Entra em acordo sem demora com o teu adversário, enquanto estás com ele a caminho, para que o adversário não te entregue ao juiz, o juiz, ao oficial de justiça, e sejas recolhido à prisão. [Mt. 5.25].
Cristo parece ir mais longe e exortar sobre a reconciliação não somente àqueles que feriram seus irmãos, mas também àqueles que são tratados injustamente. Mas interpreto as palavras como tendo sido ditas com outro ponto de vista: abolir os motivos para o ódio e ressentimento e indicar o caminho para valorizar a boa vontade.
Pois de onde vêm todas as feridas se não daqui: de que cada pessoa é tão tenaz com relação a seus próprios direitos, ou seja, que cada um está tão pronto a levar em consideração seu próprio conforto em detrimento de outros? Quase todos são tão cegados por um amor perverso por si mesmos que, até nas piores situações, bajulam-se a si mesmos acreditando que agem corretamente.

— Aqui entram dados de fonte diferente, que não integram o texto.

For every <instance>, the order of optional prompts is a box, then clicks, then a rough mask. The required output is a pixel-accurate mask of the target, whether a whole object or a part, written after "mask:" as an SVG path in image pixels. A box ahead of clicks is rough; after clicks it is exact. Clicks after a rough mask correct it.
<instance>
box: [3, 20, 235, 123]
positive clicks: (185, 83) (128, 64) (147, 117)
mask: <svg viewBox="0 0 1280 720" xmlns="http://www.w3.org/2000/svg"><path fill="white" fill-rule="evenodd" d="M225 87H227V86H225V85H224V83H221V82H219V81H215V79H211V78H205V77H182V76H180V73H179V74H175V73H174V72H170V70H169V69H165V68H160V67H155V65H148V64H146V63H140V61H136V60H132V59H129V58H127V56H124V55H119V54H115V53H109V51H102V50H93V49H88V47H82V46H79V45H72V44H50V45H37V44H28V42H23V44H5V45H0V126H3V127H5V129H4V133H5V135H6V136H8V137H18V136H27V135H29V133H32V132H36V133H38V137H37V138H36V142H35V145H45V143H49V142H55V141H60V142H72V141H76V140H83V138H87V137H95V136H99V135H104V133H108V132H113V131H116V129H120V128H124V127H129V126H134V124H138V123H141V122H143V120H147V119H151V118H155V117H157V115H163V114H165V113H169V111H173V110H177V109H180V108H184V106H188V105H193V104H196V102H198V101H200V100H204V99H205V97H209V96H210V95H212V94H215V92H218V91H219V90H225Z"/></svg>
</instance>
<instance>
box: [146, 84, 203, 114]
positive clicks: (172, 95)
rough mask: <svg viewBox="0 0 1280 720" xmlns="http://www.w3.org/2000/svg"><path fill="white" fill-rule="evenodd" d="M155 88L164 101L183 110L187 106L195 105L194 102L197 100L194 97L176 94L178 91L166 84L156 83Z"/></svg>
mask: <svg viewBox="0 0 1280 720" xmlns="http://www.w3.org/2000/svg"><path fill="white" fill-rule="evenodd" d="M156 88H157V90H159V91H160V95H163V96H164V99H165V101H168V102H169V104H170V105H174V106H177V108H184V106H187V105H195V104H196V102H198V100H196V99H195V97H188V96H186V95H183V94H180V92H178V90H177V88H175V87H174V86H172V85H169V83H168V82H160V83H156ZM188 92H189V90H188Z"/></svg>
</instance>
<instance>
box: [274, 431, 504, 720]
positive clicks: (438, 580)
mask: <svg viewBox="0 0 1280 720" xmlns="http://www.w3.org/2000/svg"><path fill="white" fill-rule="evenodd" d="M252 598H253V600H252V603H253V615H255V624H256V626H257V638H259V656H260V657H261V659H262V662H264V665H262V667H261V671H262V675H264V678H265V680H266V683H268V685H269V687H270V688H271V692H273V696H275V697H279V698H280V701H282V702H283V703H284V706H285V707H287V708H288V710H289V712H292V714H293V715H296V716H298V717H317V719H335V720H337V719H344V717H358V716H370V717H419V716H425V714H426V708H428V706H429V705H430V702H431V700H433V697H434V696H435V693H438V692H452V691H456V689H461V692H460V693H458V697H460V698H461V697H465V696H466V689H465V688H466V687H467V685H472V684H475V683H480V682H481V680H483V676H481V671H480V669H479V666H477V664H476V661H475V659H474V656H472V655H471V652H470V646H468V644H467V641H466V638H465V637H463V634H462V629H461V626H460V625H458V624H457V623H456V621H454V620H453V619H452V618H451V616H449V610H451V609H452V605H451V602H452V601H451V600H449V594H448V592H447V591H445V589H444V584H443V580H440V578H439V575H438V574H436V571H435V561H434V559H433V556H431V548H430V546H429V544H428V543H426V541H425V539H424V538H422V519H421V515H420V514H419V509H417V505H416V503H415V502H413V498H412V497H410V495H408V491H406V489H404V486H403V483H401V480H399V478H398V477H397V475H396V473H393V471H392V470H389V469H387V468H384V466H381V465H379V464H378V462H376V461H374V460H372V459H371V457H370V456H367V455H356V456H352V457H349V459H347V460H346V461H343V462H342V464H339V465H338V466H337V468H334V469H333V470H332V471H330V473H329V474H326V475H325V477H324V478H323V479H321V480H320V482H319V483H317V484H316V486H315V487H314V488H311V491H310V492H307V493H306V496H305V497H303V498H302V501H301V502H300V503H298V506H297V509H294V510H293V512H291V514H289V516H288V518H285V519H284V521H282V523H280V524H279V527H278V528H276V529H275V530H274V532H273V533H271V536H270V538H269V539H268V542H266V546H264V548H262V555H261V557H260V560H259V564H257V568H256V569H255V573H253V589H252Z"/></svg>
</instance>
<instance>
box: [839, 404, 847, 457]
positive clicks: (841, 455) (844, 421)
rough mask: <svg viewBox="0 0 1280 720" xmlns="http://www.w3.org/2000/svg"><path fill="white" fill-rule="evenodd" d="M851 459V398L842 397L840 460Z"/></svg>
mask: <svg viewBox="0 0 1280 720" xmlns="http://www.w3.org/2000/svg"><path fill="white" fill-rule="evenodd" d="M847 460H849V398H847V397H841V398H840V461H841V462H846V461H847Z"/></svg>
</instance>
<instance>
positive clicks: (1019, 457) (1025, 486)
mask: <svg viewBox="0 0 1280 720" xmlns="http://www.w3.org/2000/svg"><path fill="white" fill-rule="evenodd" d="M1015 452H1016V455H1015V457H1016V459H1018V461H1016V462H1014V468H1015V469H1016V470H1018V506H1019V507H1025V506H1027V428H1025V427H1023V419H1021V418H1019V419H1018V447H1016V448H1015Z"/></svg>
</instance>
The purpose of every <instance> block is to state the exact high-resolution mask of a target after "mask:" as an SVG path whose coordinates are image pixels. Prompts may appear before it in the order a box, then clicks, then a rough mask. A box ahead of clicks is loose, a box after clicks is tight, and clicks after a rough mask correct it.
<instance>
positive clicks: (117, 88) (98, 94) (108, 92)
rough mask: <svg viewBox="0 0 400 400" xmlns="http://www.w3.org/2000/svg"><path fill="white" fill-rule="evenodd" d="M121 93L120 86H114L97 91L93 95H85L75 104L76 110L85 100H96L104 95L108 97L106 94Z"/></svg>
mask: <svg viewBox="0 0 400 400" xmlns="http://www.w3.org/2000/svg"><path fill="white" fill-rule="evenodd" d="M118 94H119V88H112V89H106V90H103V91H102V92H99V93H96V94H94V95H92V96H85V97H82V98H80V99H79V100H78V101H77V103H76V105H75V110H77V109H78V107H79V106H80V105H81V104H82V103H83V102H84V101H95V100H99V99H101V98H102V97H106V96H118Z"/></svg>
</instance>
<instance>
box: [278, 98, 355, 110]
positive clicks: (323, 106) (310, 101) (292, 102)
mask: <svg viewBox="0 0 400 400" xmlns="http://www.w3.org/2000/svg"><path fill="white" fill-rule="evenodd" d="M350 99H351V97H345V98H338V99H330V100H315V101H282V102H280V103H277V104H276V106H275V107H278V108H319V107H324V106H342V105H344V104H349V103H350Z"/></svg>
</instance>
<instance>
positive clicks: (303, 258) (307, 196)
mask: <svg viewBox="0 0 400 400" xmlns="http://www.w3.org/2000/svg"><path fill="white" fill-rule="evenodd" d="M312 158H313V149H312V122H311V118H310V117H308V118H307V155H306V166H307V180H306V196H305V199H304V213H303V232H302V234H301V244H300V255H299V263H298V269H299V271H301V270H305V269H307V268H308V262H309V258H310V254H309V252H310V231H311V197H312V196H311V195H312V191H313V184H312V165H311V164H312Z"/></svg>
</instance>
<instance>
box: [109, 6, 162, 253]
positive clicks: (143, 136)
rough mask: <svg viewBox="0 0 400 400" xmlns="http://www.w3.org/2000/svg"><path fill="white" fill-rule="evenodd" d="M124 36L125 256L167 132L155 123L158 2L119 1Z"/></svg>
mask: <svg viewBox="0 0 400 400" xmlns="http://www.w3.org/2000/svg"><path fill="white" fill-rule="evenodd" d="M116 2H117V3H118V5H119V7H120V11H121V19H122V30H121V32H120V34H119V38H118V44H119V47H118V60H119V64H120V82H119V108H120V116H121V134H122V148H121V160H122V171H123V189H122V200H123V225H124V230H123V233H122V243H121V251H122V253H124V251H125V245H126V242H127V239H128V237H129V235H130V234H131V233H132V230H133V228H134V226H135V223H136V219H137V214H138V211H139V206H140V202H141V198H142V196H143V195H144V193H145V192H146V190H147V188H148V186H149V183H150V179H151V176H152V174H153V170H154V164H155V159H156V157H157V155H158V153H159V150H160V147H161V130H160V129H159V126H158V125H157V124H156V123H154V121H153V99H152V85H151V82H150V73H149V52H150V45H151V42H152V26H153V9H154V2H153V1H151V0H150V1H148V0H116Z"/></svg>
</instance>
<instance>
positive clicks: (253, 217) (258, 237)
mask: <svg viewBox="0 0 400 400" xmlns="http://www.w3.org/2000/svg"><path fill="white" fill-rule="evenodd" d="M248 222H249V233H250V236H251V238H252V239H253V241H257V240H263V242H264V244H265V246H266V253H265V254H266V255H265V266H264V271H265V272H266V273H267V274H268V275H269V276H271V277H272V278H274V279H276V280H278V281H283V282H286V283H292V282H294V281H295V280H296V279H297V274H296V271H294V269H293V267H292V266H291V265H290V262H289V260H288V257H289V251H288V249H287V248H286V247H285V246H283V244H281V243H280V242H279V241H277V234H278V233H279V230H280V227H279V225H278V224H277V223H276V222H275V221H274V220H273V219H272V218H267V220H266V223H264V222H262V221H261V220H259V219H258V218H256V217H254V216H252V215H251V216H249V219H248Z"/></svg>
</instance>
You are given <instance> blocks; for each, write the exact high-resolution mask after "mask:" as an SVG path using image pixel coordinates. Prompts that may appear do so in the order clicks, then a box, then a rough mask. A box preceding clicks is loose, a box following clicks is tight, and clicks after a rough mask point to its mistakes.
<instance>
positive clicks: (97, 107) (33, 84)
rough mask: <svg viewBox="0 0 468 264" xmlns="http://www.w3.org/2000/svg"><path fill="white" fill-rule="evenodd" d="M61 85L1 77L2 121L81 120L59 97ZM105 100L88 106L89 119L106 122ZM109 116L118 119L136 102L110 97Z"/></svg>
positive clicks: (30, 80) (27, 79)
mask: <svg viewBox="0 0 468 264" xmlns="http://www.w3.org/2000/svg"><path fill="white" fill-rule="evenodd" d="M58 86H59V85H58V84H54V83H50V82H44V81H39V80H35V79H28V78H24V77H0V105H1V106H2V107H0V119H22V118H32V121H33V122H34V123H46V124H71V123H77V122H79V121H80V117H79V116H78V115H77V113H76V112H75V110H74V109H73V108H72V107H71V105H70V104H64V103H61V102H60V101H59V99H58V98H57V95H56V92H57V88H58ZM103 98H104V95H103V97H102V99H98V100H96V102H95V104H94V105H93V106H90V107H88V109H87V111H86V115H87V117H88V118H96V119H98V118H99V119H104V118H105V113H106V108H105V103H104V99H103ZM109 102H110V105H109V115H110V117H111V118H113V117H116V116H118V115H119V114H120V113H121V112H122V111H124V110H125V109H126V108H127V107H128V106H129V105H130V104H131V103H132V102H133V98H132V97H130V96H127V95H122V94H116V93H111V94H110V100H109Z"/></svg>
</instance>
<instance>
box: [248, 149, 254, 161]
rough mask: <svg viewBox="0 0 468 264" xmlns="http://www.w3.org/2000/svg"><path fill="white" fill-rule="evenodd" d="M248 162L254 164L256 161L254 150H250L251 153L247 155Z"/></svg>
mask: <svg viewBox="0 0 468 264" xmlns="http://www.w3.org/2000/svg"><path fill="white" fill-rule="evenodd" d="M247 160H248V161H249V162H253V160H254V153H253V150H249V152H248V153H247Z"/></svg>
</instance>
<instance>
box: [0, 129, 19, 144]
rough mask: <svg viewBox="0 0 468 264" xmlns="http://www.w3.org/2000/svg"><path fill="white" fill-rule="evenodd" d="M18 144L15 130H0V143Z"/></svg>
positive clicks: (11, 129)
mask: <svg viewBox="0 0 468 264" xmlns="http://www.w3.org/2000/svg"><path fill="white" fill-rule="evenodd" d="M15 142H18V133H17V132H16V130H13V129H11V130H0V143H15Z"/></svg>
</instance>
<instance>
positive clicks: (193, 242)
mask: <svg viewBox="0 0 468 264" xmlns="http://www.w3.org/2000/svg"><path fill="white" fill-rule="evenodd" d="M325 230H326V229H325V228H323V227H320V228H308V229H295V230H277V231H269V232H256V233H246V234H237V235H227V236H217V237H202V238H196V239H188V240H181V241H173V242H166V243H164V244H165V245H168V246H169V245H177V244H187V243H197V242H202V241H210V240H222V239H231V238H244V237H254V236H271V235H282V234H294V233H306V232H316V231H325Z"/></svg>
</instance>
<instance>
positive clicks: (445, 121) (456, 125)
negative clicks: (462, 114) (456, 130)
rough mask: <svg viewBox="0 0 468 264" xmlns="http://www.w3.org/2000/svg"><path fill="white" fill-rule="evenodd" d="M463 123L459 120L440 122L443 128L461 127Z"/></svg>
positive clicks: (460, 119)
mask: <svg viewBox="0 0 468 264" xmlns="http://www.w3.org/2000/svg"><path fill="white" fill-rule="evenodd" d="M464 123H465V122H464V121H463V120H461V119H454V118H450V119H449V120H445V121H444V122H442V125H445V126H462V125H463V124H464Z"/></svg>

Para confrontar todo o ódio, hostilidade, contenda e injustiça, Cristo repreende essa teimosia, que é a fonte desses males, e ordena a Seu povo que cultive moderação e justiça, e que evite ao máximo aprofundar-se em discussões para que, por meio de tal ato de justiça, possa conquistar paz e amizade.
Dever-se-ia, de fato, desejar que nenhum tipo de controvérsia jamais surgisse entre cristãos – e indubitavelmente não se chegaria ao ponto do abuso ou da desavença se eles possuíssem a cota devida de mansidão. Porém, como é pouco provável que diferenças não surjam algumas vezes, Cristo mostra a solução por meio da qual elas serão imediatamente liquidadas: moderar nossos desejos e antes agir em desvantagem própria; e então averiguar nossos direitos com rigor inflexível.
João Calvino
Dia a Dia com Calvino: Devocional Diário, trad. Elisa Tisserant de Castro (Curitiba: Publicações Pão Diário, 2021), 17.